Together, this simultaneity in processing and the tiny amount of resources (few neurons) caught the attention of researchers in the field of artificial intelligence: It turns out that no AI technology today can come even close to the efficiency in simultaneously processing signals from these butterflies.

"If you think about the AI we have today, we have very good image processors based on visual processors, or excellent language processors that use audio," explained Professor Saptarshi Das of Pennsylvania State University. "But when you think about most animals and also humans, decision-making is based on more than one sense. While AI performs very well with a single sensory input, multi-sensory decision-making is not happening with current AI."

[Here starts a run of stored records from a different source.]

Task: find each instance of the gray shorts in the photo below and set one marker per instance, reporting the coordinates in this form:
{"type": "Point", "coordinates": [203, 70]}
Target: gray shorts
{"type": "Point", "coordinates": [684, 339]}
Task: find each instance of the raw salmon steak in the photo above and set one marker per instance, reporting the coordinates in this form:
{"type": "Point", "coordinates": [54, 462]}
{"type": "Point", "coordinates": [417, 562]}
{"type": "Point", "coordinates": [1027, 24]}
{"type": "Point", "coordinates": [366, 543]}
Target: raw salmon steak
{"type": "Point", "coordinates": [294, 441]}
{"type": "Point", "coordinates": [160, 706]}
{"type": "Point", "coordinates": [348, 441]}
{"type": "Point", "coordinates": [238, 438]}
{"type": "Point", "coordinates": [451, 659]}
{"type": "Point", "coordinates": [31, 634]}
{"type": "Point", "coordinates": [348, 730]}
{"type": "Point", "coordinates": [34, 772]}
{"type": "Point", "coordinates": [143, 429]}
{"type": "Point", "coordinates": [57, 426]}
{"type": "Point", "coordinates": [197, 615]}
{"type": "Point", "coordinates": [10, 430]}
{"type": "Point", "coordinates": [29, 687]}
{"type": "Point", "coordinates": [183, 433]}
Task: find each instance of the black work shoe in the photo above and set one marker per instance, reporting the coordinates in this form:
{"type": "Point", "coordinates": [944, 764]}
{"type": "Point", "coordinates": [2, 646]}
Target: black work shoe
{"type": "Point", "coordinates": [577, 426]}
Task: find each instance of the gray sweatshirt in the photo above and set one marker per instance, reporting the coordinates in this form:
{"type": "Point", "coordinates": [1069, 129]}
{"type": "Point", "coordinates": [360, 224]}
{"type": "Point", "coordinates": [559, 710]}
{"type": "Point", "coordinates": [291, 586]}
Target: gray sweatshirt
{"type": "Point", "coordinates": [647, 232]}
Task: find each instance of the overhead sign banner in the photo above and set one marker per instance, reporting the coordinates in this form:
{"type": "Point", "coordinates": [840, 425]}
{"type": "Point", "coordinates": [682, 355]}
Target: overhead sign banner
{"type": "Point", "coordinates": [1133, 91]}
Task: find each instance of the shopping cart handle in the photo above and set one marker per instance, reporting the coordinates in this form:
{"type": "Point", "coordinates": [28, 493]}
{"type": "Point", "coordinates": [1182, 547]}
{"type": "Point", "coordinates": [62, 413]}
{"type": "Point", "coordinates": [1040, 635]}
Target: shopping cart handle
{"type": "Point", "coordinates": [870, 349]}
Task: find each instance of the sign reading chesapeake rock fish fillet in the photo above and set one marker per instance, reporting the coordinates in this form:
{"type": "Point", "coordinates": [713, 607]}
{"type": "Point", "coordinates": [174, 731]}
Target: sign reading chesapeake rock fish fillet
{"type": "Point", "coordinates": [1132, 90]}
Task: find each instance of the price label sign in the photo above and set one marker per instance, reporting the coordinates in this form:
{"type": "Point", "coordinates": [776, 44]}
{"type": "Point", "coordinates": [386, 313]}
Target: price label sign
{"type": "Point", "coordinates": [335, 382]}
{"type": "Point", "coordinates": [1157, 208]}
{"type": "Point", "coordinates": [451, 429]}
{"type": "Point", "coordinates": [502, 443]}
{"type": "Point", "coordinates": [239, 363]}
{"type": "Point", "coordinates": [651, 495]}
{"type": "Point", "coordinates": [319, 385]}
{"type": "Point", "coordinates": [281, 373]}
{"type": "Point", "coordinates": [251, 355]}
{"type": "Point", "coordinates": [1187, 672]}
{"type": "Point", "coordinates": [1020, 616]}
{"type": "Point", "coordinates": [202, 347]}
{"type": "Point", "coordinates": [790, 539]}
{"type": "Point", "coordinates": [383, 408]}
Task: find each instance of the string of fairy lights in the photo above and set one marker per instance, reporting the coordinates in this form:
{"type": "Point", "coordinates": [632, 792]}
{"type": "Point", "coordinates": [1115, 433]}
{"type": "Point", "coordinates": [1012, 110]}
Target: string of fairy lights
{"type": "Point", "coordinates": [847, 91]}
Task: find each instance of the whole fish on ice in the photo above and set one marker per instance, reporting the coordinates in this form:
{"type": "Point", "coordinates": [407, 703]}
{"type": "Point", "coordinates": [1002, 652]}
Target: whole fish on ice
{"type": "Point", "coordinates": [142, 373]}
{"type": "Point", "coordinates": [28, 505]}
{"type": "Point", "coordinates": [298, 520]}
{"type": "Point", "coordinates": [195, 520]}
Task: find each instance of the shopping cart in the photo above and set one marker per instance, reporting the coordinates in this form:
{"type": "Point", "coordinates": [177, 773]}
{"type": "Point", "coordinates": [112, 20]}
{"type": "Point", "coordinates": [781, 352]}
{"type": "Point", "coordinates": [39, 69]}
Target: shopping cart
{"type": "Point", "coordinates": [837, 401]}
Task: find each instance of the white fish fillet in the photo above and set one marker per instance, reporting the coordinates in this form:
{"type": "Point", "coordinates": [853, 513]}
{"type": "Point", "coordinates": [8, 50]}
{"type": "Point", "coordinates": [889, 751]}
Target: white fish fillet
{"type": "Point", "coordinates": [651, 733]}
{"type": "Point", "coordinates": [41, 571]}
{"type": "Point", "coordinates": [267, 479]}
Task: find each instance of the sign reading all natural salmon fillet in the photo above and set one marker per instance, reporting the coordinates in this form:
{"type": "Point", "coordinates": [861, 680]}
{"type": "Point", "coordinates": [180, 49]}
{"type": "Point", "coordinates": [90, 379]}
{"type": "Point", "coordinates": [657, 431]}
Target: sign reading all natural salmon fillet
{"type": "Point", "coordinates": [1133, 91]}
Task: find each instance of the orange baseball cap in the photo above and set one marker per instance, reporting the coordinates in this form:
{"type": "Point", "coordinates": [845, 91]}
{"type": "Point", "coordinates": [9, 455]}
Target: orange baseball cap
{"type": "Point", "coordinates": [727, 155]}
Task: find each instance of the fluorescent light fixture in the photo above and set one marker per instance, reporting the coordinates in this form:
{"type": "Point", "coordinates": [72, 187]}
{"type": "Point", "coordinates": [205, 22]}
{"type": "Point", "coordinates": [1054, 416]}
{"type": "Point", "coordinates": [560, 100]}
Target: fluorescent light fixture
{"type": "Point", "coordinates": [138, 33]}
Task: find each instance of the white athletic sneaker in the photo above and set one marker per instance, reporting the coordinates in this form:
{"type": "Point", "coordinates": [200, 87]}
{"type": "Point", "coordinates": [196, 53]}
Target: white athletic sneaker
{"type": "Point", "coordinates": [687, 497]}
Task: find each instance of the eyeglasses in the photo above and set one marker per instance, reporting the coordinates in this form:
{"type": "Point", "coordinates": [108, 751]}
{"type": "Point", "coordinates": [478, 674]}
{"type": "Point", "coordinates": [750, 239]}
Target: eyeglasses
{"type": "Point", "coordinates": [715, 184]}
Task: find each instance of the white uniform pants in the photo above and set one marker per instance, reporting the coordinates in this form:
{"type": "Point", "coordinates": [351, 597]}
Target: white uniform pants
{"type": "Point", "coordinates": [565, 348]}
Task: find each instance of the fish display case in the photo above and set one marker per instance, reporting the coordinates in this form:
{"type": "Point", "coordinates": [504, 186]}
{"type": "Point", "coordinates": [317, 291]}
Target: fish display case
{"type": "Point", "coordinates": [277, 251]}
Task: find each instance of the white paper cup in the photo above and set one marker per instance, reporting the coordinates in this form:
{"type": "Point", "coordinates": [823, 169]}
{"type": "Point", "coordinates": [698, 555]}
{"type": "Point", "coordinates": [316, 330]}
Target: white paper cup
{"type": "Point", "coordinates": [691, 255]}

To electronically mimic the neural processing of butterflies, researchers turned to an approach that uses 2D materials that are one to a few atoms thick, in this case molybdenite, or molybdenum sulfide (MoS2), and graphene.

The graphene portion, in turn, is a chemotransistor, a component that can detect chemical molecules, which is well suited to imitating pheromone detection in butterfly brains.

The researchers tested their biomimetic device by exposing the dual sensor to different colored lights, mimicking the visual cues, and applying solutions with varying chemical compositions that resemble the pheromones released by butterflies.

The results confirmed that the sensor can efficiently integrate information from the photodetector and chemosensor.

Returning to the main objective of the research, the team demonstrated that dual sensing in a single device is more energy efficient compared to the current way AI systems work, which typically collect data from different sensor modules and then use them. are transferred to a processing module, which wastes time and consumes much more energy.

Next, the team plans to expand the integration to three senses, mimicking how a crayfish uses visual, tactile and chemical cues to sense prey and predators. The goal is to develop AI hardware capable of handling complex decision-making scenarios in variable environments.